Hier leben Richard und seine Frau mit ihren drei Kindern. Sie sind aus England ausgewandert, um hier zu leben und haben sich ein Wahnsinns-Grundstück gleich neben den Ruinen von Lubaantum gekauft. Richard, heute mal gesprächiger, läuft mit uns über das Gelände und zeigt uns Bananen-, Kaffee- und Cacaopflanzungen. Riesig ist es, es nimmt kein Ende. Er hat Jaguarspuren entdeckt. Von einer Mutter mit ihrem Jungen. „Das ist schlecht“, sagt er, „die Mutter ist nun sehr hungrig.“ Der schräge, oftmals grummelige Richard läuft permanent mit Lederstiefeln und seiner Machete herum. Das ist wirklich lustig anzusehen. Hier in Belize gilt englisches Recht, lernen wir. Sobald jemand ungefragt einen Fuß auf sein Grundstück setzt, darf er ihn theoretisch ohne Warnung erschießen. Einst war er Soldat in der englischen Armee und ist jederzeit bereit zu schießen, sagt Richard. Gleich zu Beginn, als die Familie herzog kaufte er sich drei große Hunde sowie Waffen. Er ließ diese Kunde im Dorf streuen und hatte seitdem nie Probleme, wurde weder beraubt, noch überfallen.

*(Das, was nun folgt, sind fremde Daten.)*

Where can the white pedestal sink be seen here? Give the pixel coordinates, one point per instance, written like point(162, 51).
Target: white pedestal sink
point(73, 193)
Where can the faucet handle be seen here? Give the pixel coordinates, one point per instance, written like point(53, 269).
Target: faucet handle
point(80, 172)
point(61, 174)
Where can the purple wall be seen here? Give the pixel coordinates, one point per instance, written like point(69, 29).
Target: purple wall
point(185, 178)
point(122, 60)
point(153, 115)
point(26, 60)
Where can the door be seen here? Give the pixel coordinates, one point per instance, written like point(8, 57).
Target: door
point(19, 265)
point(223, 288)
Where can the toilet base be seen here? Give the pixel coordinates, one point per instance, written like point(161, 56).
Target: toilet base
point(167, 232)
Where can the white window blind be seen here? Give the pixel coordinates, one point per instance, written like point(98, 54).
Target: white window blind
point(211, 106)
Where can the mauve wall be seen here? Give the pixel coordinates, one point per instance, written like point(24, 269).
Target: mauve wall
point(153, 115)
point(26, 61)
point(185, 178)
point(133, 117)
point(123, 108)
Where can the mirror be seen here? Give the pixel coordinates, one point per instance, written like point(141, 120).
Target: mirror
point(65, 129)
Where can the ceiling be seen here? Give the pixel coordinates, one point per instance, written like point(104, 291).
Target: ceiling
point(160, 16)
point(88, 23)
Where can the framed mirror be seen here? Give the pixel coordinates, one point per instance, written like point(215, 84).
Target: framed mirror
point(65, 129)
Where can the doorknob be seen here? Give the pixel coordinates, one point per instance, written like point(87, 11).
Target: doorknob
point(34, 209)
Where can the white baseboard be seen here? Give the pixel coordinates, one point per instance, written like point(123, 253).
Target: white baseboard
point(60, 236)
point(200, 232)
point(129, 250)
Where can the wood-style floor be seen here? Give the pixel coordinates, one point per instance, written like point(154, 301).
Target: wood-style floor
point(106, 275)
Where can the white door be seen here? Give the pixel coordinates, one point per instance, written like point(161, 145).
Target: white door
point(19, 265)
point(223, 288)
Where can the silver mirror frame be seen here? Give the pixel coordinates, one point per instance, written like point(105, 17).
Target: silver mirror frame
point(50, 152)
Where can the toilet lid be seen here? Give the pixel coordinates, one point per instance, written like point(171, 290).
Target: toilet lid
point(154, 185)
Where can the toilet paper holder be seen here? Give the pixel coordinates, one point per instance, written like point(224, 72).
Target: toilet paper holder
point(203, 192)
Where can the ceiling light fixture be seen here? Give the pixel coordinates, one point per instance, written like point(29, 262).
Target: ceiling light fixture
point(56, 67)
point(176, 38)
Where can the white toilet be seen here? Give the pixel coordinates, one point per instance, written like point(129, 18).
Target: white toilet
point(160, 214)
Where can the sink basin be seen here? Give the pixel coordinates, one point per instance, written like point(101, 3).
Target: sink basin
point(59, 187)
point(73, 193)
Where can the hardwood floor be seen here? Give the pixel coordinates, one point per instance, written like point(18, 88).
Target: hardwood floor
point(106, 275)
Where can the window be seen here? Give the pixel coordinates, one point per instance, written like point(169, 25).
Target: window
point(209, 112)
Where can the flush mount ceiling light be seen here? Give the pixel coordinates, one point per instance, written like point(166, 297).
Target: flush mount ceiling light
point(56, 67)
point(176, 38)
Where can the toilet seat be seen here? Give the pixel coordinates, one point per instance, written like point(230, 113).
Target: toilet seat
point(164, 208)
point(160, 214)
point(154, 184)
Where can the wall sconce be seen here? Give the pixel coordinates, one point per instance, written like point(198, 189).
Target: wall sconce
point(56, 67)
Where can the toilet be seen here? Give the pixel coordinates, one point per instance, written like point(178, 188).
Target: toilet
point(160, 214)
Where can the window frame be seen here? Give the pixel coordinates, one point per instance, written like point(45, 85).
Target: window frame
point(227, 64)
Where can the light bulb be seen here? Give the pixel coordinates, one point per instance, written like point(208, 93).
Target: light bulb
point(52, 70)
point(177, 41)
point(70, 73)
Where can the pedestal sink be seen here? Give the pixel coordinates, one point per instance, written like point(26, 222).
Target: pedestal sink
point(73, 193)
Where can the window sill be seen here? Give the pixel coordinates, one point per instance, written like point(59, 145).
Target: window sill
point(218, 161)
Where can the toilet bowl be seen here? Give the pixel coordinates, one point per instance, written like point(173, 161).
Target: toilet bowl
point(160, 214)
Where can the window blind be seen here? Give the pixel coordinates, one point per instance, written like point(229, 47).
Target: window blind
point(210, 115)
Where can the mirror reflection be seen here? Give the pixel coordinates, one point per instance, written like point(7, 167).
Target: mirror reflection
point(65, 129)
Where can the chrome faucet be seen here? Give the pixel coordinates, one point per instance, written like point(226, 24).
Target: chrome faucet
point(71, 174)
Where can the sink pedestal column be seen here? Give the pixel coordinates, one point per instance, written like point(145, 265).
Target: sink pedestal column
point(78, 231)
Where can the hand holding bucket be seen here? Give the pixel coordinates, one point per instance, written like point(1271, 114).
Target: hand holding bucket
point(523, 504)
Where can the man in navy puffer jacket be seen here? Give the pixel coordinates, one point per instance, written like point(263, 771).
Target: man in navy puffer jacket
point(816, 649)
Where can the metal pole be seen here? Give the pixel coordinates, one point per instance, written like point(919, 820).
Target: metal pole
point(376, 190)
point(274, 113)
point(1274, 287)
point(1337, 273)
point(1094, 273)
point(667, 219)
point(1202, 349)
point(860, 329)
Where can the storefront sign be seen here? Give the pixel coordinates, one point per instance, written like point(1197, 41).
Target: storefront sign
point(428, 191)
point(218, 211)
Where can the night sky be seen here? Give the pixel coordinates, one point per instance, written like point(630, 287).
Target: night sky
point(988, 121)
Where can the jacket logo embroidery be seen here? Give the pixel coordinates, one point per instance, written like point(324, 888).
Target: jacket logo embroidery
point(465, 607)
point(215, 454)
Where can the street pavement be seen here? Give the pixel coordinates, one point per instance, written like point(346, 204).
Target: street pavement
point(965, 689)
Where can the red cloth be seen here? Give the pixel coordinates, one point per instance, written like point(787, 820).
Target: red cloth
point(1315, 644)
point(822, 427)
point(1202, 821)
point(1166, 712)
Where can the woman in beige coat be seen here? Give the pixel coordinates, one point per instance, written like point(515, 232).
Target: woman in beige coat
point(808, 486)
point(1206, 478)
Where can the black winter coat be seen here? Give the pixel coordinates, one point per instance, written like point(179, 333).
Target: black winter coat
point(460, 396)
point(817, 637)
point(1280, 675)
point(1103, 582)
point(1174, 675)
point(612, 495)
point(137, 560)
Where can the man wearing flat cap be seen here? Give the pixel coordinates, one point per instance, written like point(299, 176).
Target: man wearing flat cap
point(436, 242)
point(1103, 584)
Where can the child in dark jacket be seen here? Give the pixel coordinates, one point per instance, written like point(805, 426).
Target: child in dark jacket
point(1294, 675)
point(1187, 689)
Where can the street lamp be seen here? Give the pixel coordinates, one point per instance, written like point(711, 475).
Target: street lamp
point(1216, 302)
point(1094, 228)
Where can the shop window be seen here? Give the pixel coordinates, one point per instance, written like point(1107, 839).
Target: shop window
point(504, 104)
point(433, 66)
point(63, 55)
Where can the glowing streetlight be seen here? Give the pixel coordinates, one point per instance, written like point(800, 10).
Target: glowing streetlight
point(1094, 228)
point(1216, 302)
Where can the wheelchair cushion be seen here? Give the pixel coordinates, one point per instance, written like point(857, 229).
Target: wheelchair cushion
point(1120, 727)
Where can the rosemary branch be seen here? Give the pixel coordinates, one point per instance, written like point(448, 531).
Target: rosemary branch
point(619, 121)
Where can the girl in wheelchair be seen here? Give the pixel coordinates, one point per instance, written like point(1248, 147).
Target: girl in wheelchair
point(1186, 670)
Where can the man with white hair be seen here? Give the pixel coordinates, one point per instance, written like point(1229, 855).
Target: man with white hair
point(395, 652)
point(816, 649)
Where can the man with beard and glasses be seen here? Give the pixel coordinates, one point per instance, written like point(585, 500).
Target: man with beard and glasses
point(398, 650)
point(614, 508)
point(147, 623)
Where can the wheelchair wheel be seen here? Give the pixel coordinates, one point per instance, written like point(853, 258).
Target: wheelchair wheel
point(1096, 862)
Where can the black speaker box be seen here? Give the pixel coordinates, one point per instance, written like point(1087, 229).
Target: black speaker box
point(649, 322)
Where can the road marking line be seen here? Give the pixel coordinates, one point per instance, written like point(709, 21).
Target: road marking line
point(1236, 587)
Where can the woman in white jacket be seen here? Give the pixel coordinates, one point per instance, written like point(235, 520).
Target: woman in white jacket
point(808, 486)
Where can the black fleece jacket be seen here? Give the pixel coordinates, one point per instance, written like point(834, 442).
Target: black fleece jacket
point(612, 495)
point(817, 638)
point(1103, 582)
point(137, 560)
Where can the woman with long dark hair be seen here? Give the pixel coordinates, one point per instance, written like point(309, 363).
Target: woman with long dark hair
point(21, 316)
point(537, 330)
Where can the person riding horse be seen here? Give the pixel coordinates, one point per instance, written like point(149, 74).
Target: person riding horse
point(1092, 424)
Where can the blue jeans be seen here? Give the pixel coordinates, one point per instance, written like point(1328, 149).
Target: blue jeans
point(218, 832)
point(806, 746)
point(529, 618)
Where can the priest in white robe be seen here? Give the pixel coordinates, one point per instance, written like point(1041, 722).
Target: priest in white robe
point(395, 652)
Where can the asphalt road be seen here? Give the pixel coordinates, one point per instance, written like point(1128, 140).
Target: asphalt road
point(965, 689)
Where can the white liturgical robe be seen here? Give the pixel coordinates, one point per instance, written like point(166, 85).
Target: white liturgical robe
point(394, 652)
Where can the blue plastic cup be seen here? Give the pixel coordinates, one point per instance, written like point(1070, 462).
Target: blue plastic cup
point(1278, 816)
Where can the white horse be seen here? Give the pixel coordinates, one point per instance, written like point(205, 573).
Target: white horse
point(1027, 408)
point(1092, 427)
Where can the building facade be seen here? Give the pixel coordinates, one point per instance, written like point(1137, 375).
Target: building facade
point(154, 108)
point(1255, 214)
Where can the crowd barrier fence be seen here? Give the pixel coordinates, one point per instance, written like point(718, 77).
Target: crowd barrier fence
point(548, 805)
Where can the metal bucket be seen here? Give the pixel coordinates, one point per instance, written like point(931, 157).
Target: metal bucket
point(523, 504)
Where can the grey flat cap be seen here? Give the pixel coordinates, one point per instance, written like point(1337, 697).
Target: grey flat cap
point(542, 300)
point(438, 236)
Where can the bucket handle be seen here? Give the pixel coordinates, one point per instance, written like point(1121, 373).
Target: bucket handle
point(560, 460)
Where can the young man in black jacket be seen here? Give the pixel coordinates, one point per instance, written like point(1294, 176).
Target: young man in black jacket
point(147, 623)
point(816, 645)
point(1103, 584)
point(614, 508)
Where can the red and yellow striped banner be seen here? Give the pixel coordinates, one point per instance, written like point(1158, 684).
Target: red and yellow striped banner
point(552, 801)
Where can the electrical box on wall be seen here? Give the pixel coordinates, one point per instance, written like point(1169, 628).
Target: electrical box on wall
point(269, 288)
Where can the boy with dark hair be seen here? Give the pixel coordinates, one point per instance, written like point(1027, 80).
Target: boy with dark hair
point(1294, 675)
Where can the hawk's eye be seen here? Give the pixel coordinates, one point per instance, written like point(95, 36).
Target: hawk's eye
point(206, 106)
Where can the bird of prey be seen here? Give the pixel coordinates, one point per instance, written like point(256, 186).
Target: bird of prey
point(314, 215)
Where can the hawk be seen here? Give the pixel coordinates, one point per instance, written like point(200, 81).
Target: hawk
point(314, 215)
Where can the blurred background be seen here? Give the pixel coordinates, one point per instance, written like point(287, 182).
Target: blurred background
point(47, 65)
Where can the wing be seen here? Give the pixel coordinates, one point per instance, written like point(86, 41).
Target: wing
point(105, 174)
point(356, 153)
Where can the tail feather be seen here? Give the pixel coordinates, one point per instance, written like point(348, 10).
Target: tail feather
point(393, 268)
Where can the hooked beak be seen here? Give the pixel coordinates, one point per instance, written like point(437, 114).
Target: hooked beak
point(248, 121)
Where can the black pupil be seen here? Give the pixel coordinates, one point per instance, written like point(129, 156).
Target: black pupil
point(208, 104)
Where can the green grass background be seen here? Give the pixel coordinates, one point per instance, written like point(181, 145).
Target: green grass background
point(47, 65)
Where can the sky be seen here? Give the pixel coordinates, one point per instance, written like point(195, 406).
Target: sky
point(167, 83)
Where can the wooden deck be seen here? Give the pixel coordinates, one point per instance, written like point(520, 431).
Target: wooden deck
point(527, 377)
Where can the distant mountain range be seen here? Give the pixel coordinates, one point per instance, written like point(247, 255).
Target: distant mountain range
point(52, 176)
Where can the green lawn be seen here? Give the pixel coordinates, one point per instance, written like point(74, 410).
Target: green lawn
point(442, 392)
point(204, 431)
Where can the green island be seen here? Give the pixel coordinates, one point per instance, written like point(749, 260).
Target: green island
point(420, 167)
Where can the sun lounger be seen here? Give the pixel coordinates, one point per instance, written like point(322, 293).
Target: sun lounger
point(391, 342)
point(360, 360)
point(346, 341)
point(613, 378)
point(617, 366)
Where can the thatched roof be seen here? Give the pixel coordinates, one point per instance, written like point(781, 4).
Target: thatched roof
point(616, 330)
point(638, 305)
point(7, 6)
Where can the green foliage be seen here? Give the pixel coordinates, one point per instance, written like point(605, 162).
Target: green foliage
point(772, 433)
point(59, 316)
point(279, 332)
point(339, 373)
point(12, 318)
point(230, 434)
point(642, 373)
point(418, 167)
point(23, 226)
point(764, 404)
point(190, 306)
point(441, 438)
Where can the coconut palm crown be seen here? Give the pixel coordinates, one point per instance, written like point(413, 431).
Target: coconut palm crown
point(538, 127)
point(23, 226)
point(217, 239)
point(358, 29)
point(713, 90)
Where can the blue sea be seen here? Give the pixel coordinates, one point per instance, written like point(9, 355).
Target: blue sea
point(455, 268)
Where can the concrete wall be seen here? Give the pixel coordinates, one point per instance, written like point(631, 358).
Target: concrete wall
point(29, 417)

Neben Kinderzimmer-, Lagerraum- und Volunteerhaus aufräumen, putzen wir entzwei geschnittene Flaschen, lassen diese in der Sonne trocknen und kleben mit Klebeband die trockenen Hälften wieder zusammen. Total spannend. Irgendwie ist dieses Projekt nicht das wahre für uns. Entweder sind wir zu individuell und unabhängig unterwegs oder das ist einfach nicht das Richtige. Es erfüllt uns nicht.
Als Richard hört, dass vier neue Woofer in Anmarsch sind, ist er wenig begeistert. Er meint, er will hier leben und nicht andauernd fremde Leute um sich herum haben. Kann ich verstehen. Aber anders bekämen sie nicht so viele helfende Hände für den Bau ihres Hauses.
Des Abends sitzen wir dann mit den vier Neuen am Abendbrottisch zusammen. Australier und Engländer erzählen wild durcheinander. Jeder schiebt seinen eigenen Film und lässt niemanden ausreden. Sei es der Akzent oder die späte Stunde, wir verstehen nur rhrhrhrhrrh und gehen ins Bett.
Froh weiter radeln zu können, schwingen wir uns am frühen Morgen auf die Sättel. Schnell brausen wir über die Hügel ins nahe Punta Gorda. Hier bringt uns eine kleine Fähre hinüber über’s Meer, zurück nach Guatemala. Schoen, interessant und wichtig war fuer uns der Belize-Aufenthalt. Gut hier gewesen zu sein!